この記事のまとめ
- 退職理由に一身上の都合が当てはまるのは4パターン
- 就活の専門家が退職理由に一身上の都合が問題ないかを解説
- 「一身上の都合」という理由を伝える場面と例文も紹介
会社に「一身上の都合」を使用して退職理由を伝える際、「曖昧な理由に聞こえるのでダメなのでは?」と考える人も多いのではないでしょうか。たしかに、退職理由を具体的に伝えなければ、会社側が納得せずに退職させてもらえないのではないかとイメージする人も少なくありません。
しかし、退職理由に一身上の都合を使用するのは問題なく、決してダメではありません。重要なのは、自身が退職に踏み切った状況が一身上の都合に該当するのかを理解して、適切に使用することです。
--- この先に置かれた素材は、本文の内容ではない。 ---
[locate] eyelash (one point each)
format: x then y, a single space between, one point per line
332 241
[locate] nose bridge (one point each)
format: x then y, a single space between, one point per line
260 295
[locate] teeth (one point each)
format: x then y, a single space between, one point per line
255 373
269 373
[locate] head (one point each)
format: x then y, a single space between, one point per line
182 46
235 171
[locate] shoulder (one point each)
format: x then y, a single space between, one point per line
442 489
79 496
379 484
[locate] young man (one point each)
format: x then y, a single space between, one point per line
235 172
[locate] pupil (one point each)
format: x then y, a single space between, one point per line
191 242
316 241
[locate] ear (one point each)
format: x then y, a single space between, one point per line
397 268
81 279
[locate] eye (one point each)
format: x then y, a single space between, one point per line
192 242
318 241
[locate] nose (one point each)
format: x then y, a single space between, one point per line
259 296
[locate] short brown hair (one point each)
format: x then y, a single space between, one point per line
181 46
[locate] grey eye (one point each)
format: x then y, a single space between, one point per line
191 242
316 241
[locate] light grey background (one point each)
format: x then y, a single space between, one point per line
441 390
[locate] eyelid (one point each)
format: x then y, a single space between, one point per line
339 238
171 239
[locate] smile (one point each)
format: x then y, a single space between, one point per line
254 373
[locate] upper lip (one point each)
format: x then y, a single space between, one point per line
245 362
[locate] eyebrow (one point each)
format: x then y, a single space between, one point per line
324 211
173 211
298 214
記事を読んで、一身上の都合の意味を把握し、自身の退職理由に該当するかを判断していきましょう。
この記事では、社会保険労務士の涌井さん、キャリアアドバイザーの杉原さん、谷所さん、永田さんのアドバイスを交えつつ、退職理由に一身上の都合を使用しても良いのか、また該当する退職理由を解説します。
退職理由を聞かれたときの対処法と一身上の都合を使うときの例文まで解説するので、揉めごとにならずに会社を退職したい人はぜひ参考にしてくださいね。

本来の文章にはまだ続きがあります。